Biochemical characterization of the jojoba seed lipase activity

. a. The impact of temperature on the jojoba seed lipase activity towards 18:1-TAG (left panel) and 18:1–18:1 WE (right panel). Data represent mean values and error bars show the range of duplicates. Assay conditions: aliquots (2.5 nmol of endogenous PC) of microsomal fraction mixture isolated from two individual jojoba seeds from each accession (35 dpg); 20 nmol of [¹⁴C]18:1-TAG or [¹⁴C]18:1–18:1 WE added to freeze-dried microsomes in 19 μl benzene; benzene evaporation, and addition of 100 μl 0.1 HEPES buffer (pH 7.0); incubation for 2.5 min (for TAG) or 1.5 min (for WE). b. The impact of the pH on the jojoba seed lipase activity towards 18:1-TAG (left panel) and 18:1–18:1 WE (right panel). Data represent mean values and error bars show the range of duplicates. Assay condition: as above with 0.1 M citrate buffer (pH 4.0–5.0), phosphate buffer (pH 6.0–8.0), or Tris-HCl buffer (9.0), 5 min incubation at 35 °C. c.

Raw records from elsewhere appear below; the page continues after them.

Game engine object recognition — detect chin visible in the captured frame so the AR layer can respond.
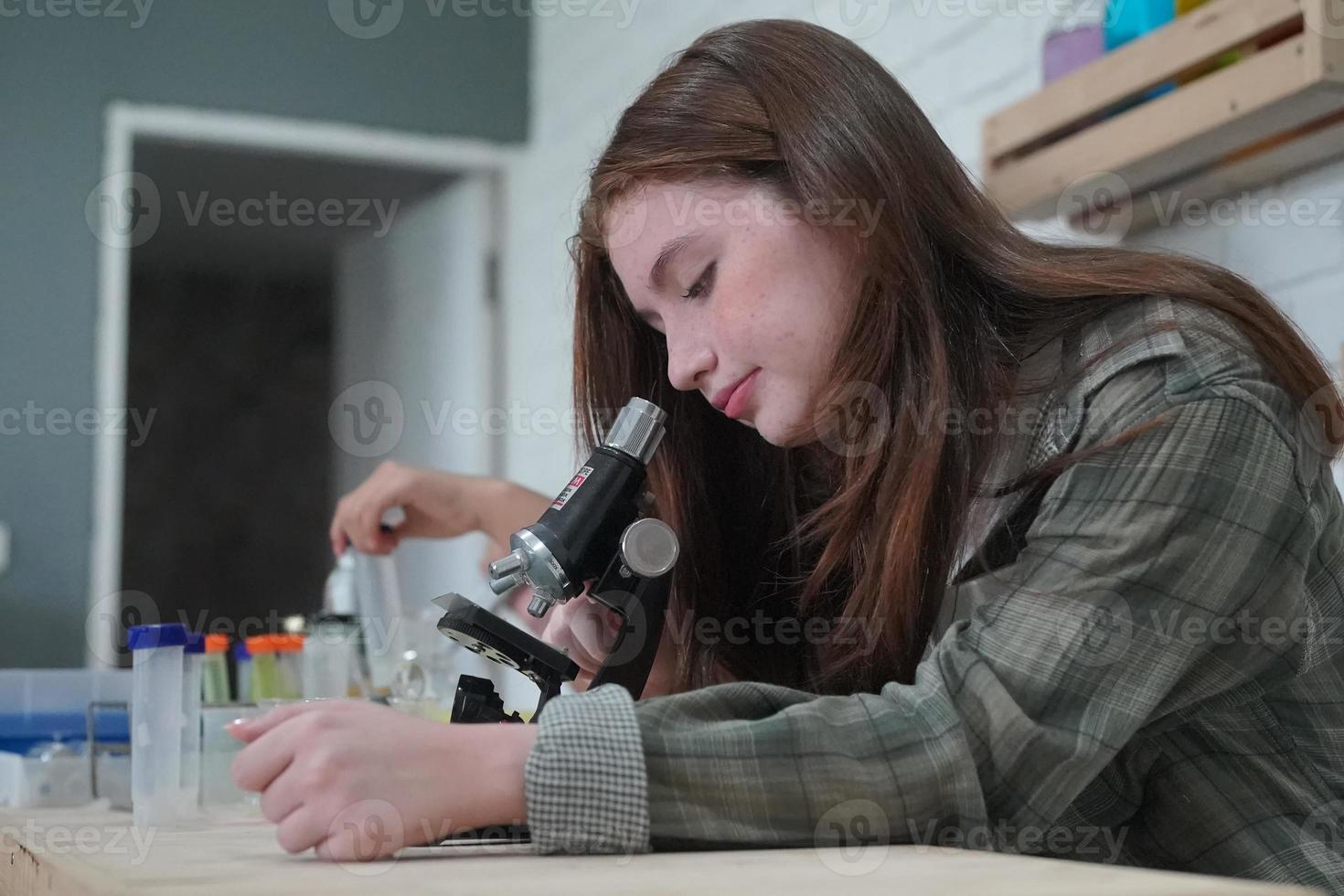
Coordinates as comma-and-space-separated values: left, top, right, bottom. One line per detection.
741, 419, 805, 447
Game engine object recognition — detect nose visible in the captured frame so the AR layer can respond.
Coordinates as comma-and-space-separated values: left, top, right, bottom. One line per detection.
667, 322, 715, 392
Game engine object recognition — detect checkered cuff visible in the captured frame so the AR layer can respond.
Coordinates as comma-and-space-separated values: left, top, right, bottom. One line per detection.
523, 684, 649, 853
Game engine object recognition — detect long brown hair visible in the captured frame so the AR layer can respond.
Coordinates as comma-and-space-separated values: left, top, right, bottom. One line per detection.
570, 20, 1330, 693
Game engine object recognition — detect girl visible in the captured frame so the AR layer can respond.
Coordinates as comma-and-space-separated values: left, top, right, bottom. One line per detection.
234, 22, 1344, 887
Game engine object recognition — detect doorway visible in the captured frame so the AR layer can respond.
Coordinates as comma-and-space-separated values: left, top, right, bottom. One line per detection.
89, 103, 507, 662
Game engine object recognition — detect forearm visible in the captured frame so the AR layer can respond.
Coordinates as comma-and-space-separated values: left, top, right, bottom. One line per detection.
467, 725, 537, 827
475, 478, 552, 547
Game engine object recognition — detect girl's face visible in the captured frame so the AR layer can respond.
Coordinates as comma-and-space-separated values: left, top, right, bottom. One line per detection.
605, 181, 853, 447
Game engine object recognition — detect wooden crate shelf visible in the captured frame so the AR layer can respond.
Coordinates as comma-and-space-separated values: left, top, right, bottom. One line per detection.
984, 0, 1344, 226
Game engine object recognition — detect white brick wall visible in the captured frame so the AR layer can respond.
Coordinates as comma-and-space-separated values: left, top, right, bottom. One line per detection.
504, 0, 1344, 492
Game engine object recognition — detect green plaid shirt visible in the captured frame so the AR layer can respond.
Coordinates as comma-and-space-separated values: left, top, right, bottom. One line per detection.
526, 295, 1344, 892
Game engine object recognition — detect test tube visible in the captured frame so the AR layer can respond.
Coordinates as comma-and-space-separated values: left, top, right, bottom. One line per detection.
128, 624, 187, 830
240, 634, 281, 702
180, 632, 206, 816
304, 616, 363, 698
232, 641, 252, 702
200, 634, 229, 702
272, 634, 305, 699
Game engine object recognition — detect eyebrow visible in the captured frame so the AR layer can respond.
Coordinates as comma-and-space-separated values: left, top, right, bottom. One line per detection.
641, 234, 699, 293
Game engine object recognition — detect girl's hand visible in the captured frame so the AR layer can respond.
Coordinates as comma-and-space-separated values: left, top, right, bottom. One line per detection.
541, 581, 676, 698
229, 699, 537, 861
329, 461, 498, 555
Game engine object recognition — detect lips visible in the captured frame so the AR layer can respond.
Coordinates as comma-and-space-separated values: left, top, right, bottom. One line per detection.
720, 367, 761, 418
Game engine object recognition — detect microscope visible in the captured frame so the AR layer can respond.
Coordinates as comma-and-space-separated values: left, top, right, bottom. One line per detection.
434, 398, 678, 721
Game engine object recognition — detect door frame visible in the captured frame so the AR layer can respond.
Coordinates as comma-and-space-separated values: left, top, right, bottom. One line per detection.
85, 101, 523, 667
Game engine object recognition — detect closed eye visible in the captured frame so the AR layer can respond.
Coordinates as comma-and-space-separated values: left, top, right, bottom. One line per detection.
681, 261, 719, 298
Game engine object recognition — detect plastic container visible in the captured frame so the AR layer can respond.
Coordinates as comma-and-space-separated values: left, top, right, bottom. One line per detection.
304, 615, 364, 698
341, 547, 407, 696
200, 634, 229, 702
200, 702, 262, 813
247, 634, 304, 704
1104, 0, 1176, 51
179, 632, 206, 816
232, 641, 252, 702
1040, 0, 1106, 85
128, 624, 187, 830
0, 669, 132, 756
272, 634, 308, 699
243, 634, 280, 702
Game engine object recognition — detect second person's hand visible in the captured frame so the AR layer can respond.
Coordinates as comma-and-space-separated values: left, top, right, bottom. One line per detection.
328, 461, 503, 555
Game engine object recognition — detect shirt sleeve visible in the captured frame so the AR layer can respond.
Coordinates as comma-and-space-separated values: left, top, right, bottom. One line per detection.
528, 378, 1315, 852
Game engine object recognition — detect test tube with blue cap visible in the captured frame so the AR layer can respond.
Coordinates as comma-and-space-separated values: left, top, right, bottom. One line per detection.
180, 632, 206, 816
128, 624, 187, 830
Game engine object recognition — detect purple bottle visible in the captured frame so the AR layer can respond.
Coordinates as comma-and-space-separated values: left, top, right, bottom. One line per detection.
1041, 0, 1106, 85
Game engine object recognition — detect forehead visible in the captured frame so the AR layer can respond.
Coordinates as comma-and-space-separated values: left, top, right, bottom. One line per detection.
603, 181, 770, 289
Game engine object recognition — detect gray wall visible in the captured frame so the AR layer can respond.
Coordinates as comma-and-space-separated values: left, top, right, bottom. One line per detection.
0, 0, 529, 667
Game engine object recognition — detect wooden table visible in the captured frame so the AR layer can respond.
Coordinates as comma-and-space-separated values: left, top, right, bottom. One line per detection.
0, 807, 1318, 896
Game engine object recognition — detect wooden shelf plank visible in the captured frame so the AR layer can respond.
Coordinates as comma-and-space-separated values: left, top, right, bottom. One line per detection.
986, 34, 1344, 218
984, 0, 1304, 161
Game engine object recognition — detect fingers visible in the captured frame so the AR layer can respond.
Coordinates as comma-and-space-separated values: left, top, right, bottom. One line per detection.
229, 701, 338, 791
328, 461, 410, 556
275, 806, 326, 853
226, 699, 326, 743
261, 764, 307, 832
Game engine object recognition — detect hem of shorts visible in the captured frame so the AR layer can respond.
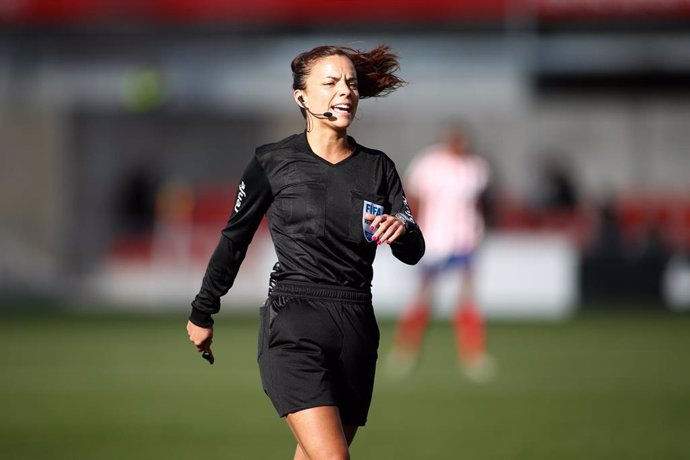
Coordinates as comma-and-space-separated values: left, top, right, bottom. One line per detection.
278, 402, 367, 426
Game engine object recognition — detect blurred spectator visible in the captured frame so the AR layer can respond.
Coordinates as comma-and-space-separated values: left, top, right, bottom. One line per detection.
389, 122, 495, 381
115, 164, 159, 235
531, 150, 578, 212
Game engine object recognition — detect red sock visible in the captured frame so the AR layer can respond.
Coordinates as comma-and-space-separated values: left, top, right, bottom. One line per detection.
395, 303, 429, 353
453, 302, 486, 360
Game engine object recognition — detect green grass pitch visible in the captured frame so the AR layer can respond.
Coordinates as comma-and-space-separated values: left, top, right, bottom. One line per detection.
0, 312, 690, 460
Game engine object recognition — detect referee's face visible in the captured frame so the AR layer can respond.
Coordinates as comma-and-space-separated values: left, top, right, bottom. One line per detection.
304, 55, 359, 128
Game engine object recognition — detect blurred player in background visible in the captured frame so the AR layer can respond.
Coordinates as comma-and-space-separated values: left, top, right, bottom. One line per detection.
388, 122, 495, 382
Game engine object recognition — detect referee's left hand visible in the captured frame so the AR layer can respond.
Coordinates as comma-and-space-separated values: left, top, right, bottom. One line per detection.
187, 321, 213, 352
364, 214, 405, 244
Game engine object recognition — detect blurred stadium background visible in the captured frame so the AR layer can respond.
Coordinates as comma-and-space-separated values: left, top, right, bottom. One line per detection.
0, 0, 690, 459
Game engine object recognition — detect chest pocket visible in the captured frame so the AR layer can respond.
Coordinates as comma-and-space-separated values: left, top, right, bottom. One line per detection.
276, 182, 326, 236
348, 190, 390, 243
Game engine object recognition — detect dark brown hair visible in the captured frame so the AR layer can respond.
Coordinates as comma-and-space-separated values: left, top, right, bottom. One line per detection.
291, 45, 406, 99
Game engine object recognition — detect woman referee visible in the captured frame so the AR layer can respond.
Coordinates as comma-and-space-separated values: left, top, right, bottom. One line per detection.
187, 46, 424, 460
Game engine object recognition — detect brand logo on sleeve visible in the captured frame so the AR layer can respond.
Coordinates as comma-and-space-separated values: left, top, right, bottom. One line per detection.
362, 200, 383, 243
235, 181, 247, 212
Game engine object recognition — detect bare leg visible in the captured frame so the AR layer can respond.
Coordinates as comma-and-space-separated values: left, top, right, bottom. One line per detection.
293, 425, 359, 460
285, 406, 356, 460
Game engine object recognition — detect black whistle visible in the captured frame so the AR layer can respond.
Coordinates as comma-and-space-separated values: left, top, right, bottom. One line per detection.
201, 350, 216, 364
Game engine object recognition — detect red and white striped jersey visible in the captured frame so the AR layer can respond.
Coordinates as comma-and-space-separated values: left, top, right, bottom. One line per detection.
405, 144, 489, 261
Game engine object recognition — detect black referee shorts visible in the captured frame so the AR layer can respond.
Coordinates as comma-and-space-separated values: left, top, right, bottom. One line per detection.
258, 282, 379, 426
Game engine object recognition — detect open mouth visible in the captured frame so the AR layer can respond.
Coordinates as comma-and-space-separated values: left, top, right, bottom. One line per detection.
331, 104, 352, 114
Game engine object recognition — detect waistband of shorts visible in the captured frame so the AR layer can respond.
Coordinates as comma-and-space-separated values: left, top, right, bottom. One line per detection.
269, 281, 371, 302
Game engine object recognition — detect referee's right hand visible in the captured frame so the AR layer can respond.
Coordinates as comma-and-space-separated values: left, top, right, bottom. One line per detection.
187, 321, 213, 352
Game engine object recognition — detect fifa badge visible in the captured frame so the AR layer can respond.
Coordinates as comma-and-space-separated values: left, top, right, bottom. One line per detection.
362, 200, 383, 243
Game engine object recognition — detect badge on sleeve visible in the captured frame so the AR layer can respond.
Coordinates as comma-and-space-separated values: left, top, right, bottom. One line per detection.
362, 200, 383, 243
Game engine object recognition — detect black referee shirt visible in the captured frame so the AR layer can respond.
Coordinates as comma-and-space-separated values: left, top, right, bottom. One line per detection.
190, 133, 424, 326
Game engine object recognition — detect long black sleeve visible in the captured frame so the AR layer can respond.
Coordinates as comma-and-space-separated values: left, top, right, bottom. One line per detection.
387, 166, 426, 265
189, 156, 273, 327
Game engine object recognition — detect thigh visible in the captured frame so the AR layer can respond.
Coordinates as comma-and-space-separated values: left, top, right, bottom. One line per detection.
338, 305, 380, 426
285, 406, 354, 459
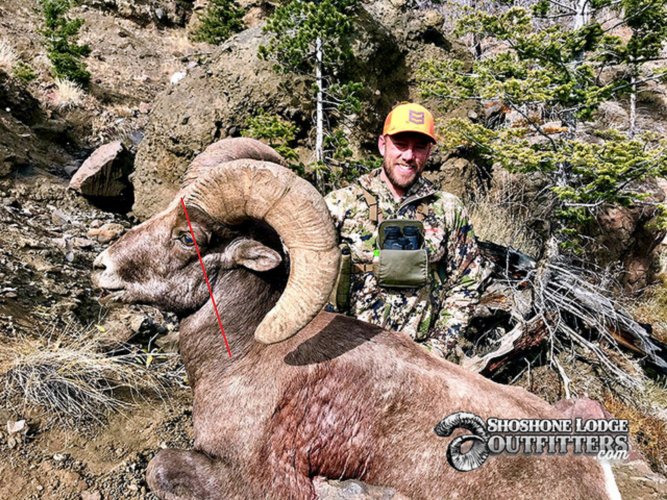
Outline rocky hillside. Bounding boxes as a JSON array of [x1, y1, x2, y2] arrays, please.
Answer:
[[0, 0, 667, 500]]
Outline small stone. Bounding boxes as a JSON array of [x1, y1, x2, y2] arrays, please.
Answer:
[[87, 222, 125, 243], [7, 420, 28, 435], [81, 490, 102, 500], [51, 208, 72, 226], [72, 238, 95, 248]]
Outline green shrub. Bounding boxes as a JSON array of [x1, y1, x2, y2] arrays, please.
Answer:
[[14, 61, 37, 82], [41, 0, 90, 87], [191, 0, 245, 45], [241, 109, 298, 162]]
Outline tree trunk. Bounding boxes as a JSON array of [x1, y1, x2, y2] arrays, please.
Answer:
[[628, 59, 638, 139], [574, 0, 591, 30], [315, 36, 324, 191]]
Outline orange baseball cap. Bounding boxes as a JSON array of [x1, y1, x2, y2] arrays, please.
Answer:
[[382, 102, 437, 142]]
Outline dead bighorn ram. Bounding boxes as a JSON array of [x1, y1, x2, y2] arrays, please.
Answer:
[[94, 139, 608, 499]]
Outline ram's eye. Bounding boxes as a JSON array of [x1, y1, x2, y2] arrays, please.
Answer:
[[178, 233, 195, 247]]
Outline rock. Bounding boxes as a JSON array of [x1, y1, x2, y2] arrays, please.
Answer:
[[69, 141, 133, 198], [7, 420, 28, 435], [81, 490, 102, 500], [87, 222, 125, 243], [155, 332, 179, 352], [313, 476, 407, 500], [72, 238, 95, 248], [51, 208, 74, 226], [592, 180, 666, 291], [424, 157, 479, 199], [81, 0, 192, 26], [169, 71, 187, 85]]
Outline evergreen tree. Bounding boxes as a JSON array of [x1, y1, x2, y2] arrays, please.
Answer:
[[41, 0, 90, 86], [420, 7, 667, 251], [192, 0, 244, 45], [259, 0, 362, 192]]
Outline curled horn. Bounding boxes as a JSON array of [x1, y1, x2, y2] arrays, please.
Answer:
[[181, 137, 286, 187], [185, 146, 340, 344], [433, 412, 489, 472]]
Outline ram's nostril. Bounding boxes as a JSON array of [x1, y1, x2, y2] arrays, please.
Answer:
[[93, 254, 107, 271]]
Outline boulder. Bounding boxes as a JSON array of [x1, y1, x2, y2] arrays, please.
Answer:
[[593, 180, 667, 292], [69, 141, 133, 198]]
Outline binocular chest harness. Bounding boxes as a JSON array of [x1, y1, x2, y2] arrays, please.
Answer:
[[332, 187, 436, 310]]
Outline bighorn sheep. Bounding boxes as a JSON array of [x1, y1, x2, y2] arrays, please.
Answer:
[[94, 139, 607, 499]]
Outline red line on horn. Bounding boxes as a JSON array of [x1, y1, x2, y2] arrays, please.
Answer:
[[181, 198, 232, 358]]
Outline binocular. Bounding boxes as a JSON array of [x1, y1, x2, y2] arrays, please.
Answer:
[[382, 226, 422, 250]]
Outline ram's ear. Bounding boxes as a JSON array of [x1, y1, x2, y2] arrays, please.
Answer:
[[230, 239, 282, 271]]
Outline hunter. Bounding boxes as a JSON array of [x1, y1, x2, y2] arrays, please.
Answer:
[[325, 103, 482, 361]]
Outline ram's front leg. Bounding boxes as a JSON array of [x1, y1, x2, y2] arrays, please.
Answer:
[[146, 450, 235, 500]]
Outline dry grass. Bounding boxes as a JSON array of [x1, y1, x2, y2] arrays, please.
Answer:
[[631, 275, 667, 343], [604, 388, 667, 474], [0, 40, 18, 73], [51, 78, 85, 110], [0, 326, 166, 425], [468, 173, 540, 256]]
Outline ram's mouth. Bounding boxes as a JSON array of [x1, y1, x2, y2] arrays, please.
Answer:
[[97, 288, 125, 307]]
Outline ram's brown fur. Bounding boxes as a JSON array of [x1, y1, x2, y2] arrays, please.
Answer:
[[95, 138, 607, 499]]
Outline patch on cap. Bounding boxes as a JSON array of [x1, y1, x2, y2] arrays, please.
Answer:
[[382, 102, 437, 142]]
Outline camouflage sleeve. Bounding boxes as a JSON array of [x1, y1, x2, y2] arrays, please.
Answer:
[[427, 203, 483, 357], [324, 189, 350, 313]]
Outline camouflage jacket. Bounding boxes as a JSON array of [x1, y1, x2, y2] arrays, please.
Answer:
[[325, 169, 482, 356]]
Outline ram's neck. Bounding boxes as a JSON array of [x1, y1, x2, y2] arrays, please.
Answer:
[[180, 269, 282, 387]]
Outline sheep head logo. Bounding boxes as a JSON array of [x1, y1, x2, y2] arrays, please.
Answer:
[[433, 412, 489, 472]]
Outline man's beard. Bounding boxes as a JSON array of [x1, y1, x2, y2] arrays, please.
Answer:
[[382, 161, 419, 191]]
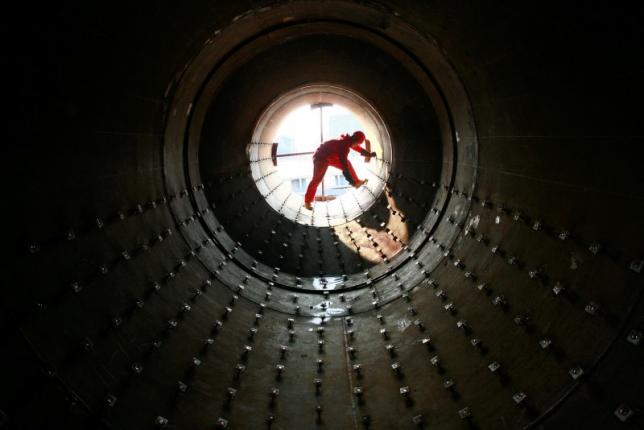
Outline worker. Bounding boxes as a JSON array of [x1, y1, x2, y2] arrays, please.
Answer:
[[304, 131, 376, 210]]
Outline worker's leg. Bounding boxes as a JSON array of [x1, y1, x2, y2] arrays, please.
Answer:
[[304, 161, 329, 203], [331, 160, 360, 184]]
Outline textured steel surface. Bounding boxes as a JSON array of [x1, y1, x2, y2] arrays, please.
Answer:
[[6, 1, 644, 429]]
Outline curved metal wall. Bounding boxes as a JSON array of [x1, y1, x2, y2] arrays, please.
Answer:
[[6, 1, 644, 429]]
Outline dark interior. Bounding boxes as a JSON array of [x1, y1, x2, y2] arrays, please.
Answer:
[[6, 0, 644, 429]]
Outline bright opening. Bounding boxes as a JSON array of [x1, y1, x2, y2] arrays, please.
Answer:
[[247, 84, 392, 227], [275, 103, 382, 201]]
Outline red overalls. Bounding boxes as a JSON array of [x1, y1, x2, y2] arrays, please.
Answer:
[[304, 136, 365, 203]]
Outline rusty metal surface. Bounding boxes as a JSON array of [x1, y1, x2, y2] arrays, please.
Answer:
[[6, 0, 644, 429]]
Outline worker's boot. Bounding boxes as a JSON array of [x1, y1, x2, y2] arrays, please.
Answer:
[[353, 179, 369, 188]]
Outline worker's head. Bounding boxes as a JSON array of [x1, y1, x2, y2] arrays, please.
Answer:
[[351, 130, 364, 143]]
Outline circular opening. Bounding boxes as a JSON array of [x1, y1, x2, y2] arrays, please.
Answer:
[[247, 84, 392, 227]]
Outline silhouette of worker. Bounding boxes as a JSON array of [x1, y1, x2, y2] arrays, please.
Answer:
[[304, 131, 376, 210]]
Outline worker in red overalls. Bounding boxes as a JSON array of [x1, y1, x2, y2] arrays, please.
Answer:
[[304, 131, 376, 210]]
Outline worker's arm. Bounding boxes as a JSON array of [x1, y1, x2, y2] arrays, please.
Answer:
[[340, 157, 356, 186], [351, 141, 376, 157]]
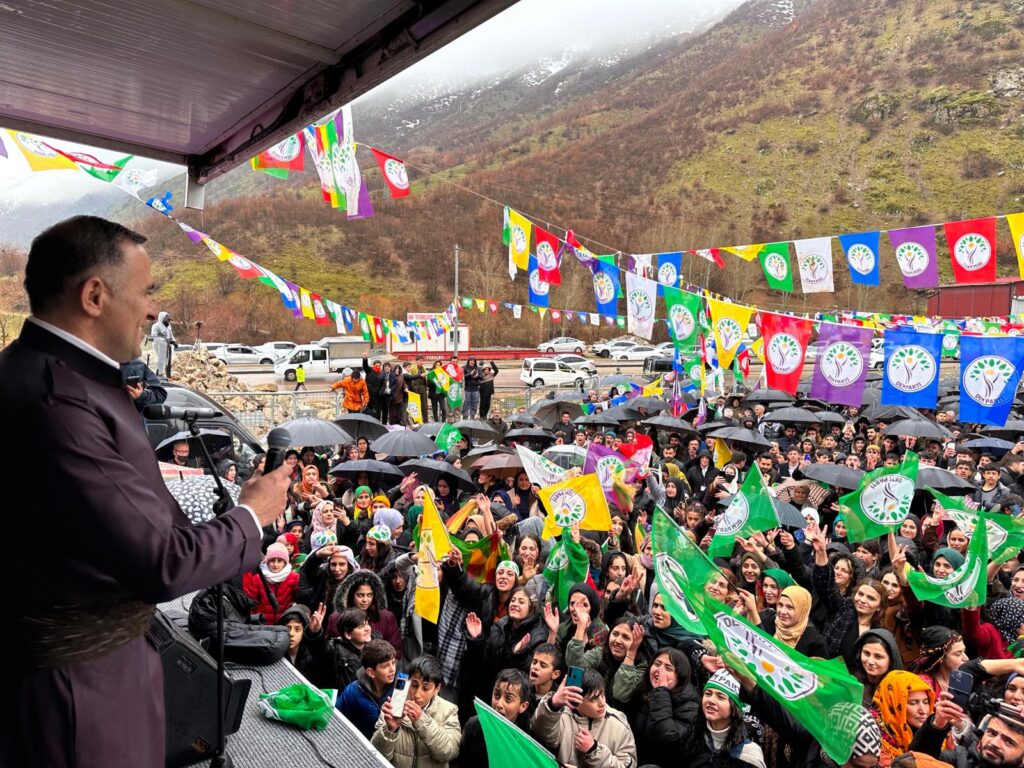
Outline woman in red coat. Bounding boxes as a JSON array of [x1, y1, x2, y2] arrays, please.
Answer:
[[242, 543, 299, 624]]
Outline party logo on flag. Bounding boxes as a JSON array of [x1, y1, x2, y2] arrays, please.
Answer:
[[896, 242, 931, 278], [550, 488, 587, 528], [860, 474, 914, 525], [953, 232, 992, 272], [594, 272, 615, 304], [963, 355, 1017, 407], [820, 341, 864, 387], [765, 333, 803, 374], [886, 344, 939, 393], [764, 252, 790, 282], [669, 304, 696, 340]]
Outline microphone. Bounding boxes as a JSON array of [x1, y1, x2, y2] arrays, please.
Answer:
[[142, 406, 223, 421], [263, 427, 292, 474]]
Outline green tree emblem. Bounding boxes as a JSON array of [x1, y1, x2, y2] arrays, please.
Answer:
[[886, 344, 936, 392], [964, 355, 1016, 406], [896, 243, 929, 278], [953, 232, 992, 272]]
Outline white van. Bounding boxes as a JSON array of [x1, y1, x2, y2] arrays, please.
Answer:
[[519, 357, 591, 387]]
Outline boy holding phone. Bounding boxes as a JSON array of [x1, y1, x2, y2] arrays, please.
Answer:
[[370, 655, 462, 768]]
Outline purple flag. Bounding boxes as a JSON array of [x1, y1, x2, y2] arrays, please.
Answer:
[[889, 226, 939, 288], [811, 323, 874, 406], [583, 442, 637, 509]]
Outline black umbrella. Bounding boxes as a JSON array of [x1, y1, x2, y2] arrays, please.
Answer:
[[708, 427, 771, 447], [885, 419, 952, 440], [156, 429, 231, 453], [743, 387, 796, 402], [278, 416, 355, 445], [503, 427, 555, 442], [328, 459, 404, 488], [981, 419, 1024, 440], [763, 407, 821, 424], [527, 399, 583, 429], [164, 475, 242, 525], [630, 395, 669, 414], [640, 414, 693, 432], [800, 464, 864, 490], [454, 419, 498, 440], [506, 414, 543, 427], [914, 467, 977, 496], [398, 459, 476, 490], [334, 414, 387, 440], [370, 429, 440, 457]]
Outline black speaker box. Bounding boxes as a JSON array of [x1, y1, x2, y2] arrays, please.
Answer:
[[146, 610, 252, 768]]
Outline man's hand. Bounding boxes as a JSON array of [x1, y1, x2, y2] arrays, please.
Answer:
[[239, 464, 292, 525]]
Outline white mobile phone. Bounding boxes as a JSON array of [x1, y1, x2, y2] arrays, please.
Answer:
[[391, 672, 409, 718]]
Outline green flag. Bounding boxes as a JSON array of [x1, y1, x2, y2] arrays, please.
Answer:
[[927, 487, 1024, 563], [434, 423, 462, 451], [473, 698, 558, 768], [651, 507, 725, 637], [839, 451, 918, 543], [758, 243, 793, 292], [708, 464, 778, 557], [906, 514, 988, 608], [654, 510, 864, 765], [544, 534, 590, 612], [80, 155, 135, 182], [662, 287, 702, 354]]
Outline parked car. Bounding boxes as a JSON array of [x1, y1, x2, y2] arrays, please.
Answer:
[[519, 357, 590, 387], [537, 336, 587, 354], [256, 341, 298, 359], [612, 344, 662, 360], [554, 354, 597, 375], [590, 339, 637, 357], [213, 344, 278, 366]]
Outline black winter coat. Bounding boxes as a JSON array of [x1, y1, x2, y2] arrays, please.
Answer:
[[630, 681, 700, 768]]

The impact of pre-incubation conditions on jojoba seed lipase activity towards 18:1-TAG. Data represent mean values and error bars show the range of duplicates; nd – not detected. Assay conditions: as above, 5 min incubation at 60 °C. d. Substrate specificity of jojoba seed lipases towards saturated and unsaturated WEs. Data represent mean values and error bars show the range of duplicates. Assay condition: as above with 2.5 nmol of [¹⁴C] WE, 10 min incubation at 60 °C.